Metamarkets: You’ve created a bunch of packages for R, including a visualization one called ggplot2. What was that process like?
Hadley: ggplot2 came out of my frustration with the state‑of‑the‑art in R graphics at the time, which was called lattice. Lattice was practically frustrating because there were things that seemed like they should be really easy to do but were just impossible. For example, if you want to do a map and then overlay locations on that map, it’s incredibly, incredibly difficult. Then, it was also theoretically inelegant, because you had things like you could take a scatter plot, and if you gave a certain argument to that function, you’d get a box‑and‑whisker plot. That just seemed wrong. If it’s called a scatter plot and you can turn it into a box‑and‑whiskers plot, there’s just something wrong with that.
And so, around that time, I was also reading this book called “The Grammar of Graphics” by Leland Wilkinson, which outlines this for a very large number of graphics, like what are the common pieces that you can think about and recombine.
I had a problem, and I saw this thing that looked like a solution.
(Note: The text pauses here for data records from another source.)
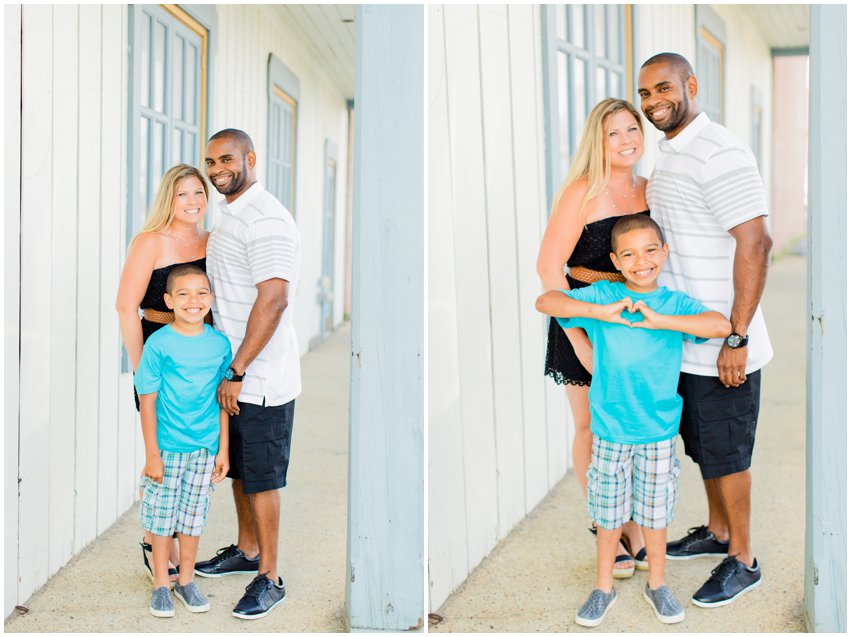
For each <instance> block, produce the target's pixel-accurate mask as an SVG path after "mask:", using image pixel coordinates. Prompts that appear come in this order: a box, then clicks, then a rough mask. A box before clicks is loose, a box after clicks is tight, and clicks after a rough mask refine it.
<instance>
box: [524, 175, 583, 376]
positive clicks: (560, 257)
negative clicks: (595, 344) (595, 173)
mask: <svg viewBox="0 0 851 637" xmlns="http://www.w3.org/2000/svg"><path fill="white" fill-rule="evenodd" d="M587 191H588V183H587V182H586V181H584V180H583V181H577V182H574V183H572V184H571V185H570V186H569V187H568V188H567V189H566V190H565V191H564V192H563V193H562V194H561V197H559V201H558V204H557V205H556V207H555V211H554V212H553V214H552V215H551V216H550V220H549V222H547V229H546V230H545V231H544V238H543V239H542V240H541V248H540V250H539V251H538V264H537V270H538V278H540V280H541V286H542V287H543V289H544V291H545V292H546V291H549V290H569V289H570V285H569V284H568V282H567V277H565V276H564V264H565V263H567V260H568V259H569V258H570V255H571V254H573V250H574V248H576V242H577V241H579V237H580V235H581V234H582V220H581V219H580V217H579V206H580V205H581V204H582V198H583V197H584V196H585V193H586V192H587ZM564 334H565V336H567V340H568V341H570V344H571V345H572V346H573V351H574V352H575V353H576V357H577V358H578V359H579V362H580V363H582V366H583V367H585V369H586V370H588V372H589V373H590V372H591V371H592V367H593V356H592V353H591V341H590V340H588V335H587V334H586V333H585V330H583V329H581V328H578V327H569V328H567V329H565V330H564Z"/></svg>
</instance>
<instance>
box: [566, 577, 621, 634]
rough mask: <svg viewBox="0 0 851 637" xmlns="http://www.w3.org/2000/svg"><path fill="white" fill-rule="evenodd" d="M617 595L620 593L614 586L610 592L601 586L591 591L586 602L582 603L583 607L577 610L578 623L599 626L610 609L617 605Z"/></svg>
mask: <svg viewBox="0 0 851 637" xmlns="http://www.w3.org/2000/svg"><path fill="white" fill-rule="evenodd" d="M617 597H618V594H617V592H616V591H615V589H614V587H612V590H611V592H609V593H604V592H603V591H601V590H600V589H599V588H595V589H594V590H593V591H591V594H590V595H589V596H588V599H586V600H585V603H584V604H582V608H580V609H579V610H578V611H576V619H575V621H576V623H577V624H579V625H580V626H587V627H588V628H594V627H595V626H599V625H600V624H602V623H603V619H604V618H605V617H606V613H608V612H609V609H610V608H611V607H612V606H614V605H615V600H616V599H617Z"/></svg>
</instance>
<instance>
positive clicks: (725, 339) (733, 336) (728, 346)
mask: <svg viewBox="0 0 851 637" xmlns="http://www.w3.org/2000/svg"><path fill="white" fill-rule="evenodd" d="M724 342H725V343H726V344H727V347H729V348H730V349H739V348H740V347H744V346H745V345H747V344H748V336H747V334H745V335H744V336H740V335H739V334H736V333H735V332H733V333H732V334H730V336H728V337H727V338H726V339H725V340H724Z"/></svg>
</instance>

The book was really, really cool, because you read it, and you’re like, “Wow, this is so true,” but if you wanted to actually use it, at the time, the only software that implemented it cost like $100,000 or something. So, that was the impetus to make an open‑source version.
Metamarkets: Are you thinking of staying in academia, or do you want to move on from it eventually?
Hadley: My goal is to be an academic, but I’m not sure that a university is necessarily the right place. I really like the mix of research and teaching and hands‑on software development, but it’s not obvious that a university is best if you’ve got a really practical bend, and with data science being so popular…I think it’d be pretty easy to do those things outside of a university.
Metamarkets: Have you seen any rise in interest in R that you can tell over the last few years?
Hadley: One thing I’ve noticed, I think, is way more people now know what R is. They don’t know the details but at least they’ve heard of it. Even in academia, like the joint statistics meeting, which is the big statistics conference, the number of talks has risen. I’ve been going for six or seven years. The first year I was there maybe there were two or three talks and now there’s tons. It’s definitely exploded. This is the thing. Even if people aren’t using R they feel guilty about it, like they should be switching from SAS or SPSS to do their analysis.
The other thing I think has had an impact is the financial crisis because most university budgets got cut. SAS and SPSS and stuff, those site licenses are relatively expensive, so there’s quite a big pressure to get rid of those expensive commercial programs and switch to an open source alternative. That has this long term effect because now people coming out of college, it might be that the only statistical environment they’ve used is R, so when they work on their first job they’ll use R when they have a problem.